Suncorp’s general insurance book has weathered the surge in natural catastrophes to record a $392 million profit after tax, but CEO Patrick Snowball says the bottom line “is still not where it should be”.

Full-year results to June 30 show that although Suncorp received more than 100,000 claims across Australia and New Zealand amounting to more than $4 billion, it still recorded an underlying insurance trade result of 10.8% – up from 9% in the previous financial year.

Commercial Insurance CEO Anthony Day says the group’s ability to manage what is arguably the worst series of natural disasters experienced in the region also strengthened the insurer’s position in the market.

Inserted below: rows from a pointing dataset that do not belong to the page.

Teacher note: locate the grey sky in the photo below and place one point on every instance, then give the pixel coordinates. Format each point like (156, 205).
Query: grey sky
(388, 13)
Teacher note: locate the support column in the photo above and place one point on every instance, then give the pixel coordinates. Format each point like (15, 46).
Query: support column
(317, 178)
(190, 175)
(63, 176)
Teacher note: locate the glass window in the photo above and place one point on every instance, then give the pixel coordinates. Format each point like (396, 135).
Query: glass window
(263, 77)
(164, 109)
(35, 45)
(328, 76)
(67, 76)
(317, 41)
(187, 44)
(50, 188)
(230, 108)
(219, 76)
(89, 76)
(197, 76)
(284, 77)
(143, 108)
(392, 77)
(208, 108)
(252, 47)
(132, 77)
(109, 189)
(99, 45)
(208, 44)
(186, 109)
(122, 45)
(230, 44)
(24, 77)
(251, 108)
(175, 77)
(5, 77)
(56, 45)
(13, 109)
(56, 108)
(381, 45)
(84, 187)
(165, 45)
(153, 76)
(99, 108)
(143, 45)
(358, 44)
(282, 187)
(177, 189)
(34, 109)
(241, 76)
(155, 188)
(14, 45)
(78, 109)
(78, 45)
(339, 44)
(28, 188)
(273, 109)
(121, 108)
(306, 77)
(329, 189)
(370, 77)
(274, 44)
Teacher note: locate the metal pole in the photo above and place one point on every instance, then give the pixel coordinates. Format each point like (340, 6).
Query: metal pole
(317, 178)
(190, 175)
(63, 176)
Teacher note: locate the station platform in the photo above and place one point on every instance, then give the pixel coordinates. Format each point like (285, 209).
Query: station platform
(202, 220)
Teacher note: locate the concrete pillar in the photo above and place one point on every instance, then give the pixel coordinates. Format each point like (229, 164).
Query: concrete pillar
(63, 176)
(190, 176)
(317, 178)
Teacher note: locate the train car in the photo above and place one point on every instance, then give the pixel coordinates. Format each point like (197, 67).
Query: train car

“We will continue to capitalise on this position, and a key to this is the greater empowerment of our people in broker-facing roles through better support and information-sharing from portfolio, underwriting and claims areas,” he told insuranceNEWS.com.au.

The results shows general insurance premium income increased by 5.2% to $7.28 billion, with home and motor portfolios showing the most promise by rising 11.5% and 4.4% respectively.

And while commercial insurance experienced increases in competition for SME business, larger corporate property risks saw a decrease in competition due to rates hardening in the second half as a direct result of the increased natural hazard events and related reinsurance costs.

But despite these relatively strong results, Suncorp remains committed to increasing its underlying general insurance business margin by at least 3% by June next year.

Suncorp Life also recorded modest results, with a $149 million profit after tax compared to $222 million the same time last year.

Reduced profit levels have been impacted by increased claims following this year’s weather-related claims, policy lapses and diverted businesses.

But Mr Snowball says an increased growth in direct channels is very encouraging as it accounts for about a quarter of new life business.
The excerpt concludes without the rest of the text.